The more things change, the more things stay the same for the Minnesota Wild’s power play. With star power in Kirill Kaprizov and Kevin Fiala, how can it continue to be this inept? “The Wild starting the year on a cold streak on the man advantage” has now surpassed “Death” and is sneaking up on “Taxes” for the No. 1 slot in the Inevitability Power Rankings.
Ideally, Kevin Fiala’s power play goal on opening night against the Anaheim Ducks should’ve been a breakthrough moment. Instead, they continue to be mired in the same mediocrity they were stuck in last season. It’s odd how Minnesota can absolutely own the play, dominate the offensive zone, and create numerous scoring chances routinely at 5-on-5 play, yet often can’t muster a single shot through multiple power plays in a given game.

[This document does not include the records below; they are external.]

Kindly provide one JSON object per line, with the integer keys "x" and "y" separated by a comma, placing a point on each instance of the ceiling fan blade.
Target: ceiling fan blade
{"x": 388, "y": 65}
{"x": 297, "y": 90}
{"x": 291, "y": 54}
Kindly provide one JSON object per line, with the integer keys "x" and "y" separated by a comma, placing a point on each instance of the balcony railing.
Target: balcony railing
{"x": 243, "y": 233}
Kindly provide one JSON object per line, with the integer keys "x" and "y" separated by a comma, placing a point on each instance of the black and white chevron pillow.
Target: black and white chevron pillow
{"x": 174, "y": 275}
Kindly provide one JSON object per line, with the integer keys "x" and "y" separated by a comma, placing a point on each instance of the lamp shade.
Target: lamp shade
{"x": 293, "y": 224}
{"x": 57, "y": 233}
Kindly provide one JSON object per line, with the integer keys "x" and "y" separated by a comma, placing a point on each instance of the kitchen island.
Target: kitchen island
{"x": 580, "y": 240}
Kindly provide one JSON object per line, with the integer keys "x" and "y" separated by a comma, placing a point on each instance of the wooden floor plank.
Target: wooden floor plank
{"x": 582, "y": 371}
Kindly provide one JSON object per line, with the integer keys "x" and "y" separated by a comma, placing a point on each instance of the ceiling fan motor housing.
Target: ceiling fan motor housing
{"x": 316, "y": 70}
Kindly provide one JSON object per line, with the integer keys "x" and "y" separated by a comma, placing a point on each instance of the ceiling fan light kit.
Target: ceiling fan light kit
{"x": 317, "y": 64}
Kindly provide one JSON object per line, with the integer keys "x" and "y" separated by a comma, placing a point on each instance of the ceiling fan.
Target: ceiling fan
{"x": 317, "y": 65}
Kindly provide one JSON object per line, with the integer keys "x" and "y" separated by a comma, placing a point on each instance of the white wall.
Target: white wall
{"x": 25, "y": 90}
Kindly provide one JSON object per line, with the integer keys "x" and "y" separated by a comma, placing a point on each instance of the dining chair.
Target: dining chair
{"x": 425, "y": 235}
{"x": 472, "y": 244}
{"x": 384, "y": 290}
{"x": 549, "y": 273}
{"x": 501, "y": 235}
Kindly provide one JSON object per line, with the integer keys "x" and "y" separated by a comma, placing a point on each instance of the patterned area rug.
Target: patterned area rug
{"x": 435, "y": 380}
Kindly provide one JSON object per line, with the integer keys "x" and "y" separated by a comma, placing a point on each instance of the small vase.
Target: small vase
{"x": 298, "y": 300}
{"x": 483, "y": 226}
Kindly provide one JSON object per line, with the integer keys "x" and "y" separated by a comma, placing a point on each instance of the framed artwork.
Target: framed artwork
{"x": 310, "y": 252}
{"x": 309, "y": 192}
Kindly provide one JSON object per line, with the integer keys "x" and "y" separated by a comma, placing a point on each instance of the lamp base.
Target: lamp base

Last season the Wild discovered how to utilize puck movement throughout the offensive zone at 5-on-5, including the high-cycle, to switch and create mismatches and confusion among the opposition. This eventually led to the Wild outnumbering the defense for a scoring chance, and goals followed. On the power play, this motion with and without the puck came to a screeching halt. Players relied on moving the puck with passing, not skating, to get penalty killers out of position. When teams play aggressively against the Wild’s passive perimeter play, Minnesota gets beat. The aggressiveness is possible because it’s easy to identify where shots will be coming from.
These trends from last season are bleeding over into this one. In the second period of Saturday night’s loss to the Colorado Avalanche, Ryan Hartman‘s power-play goal snapped an 0-for-14 dry spell on the man advantage. Minnesota will take it, but it shouldn’t erase the glaring issue: That their first power play unit (not to mention the players that populate it) is badly in need of a goal right now.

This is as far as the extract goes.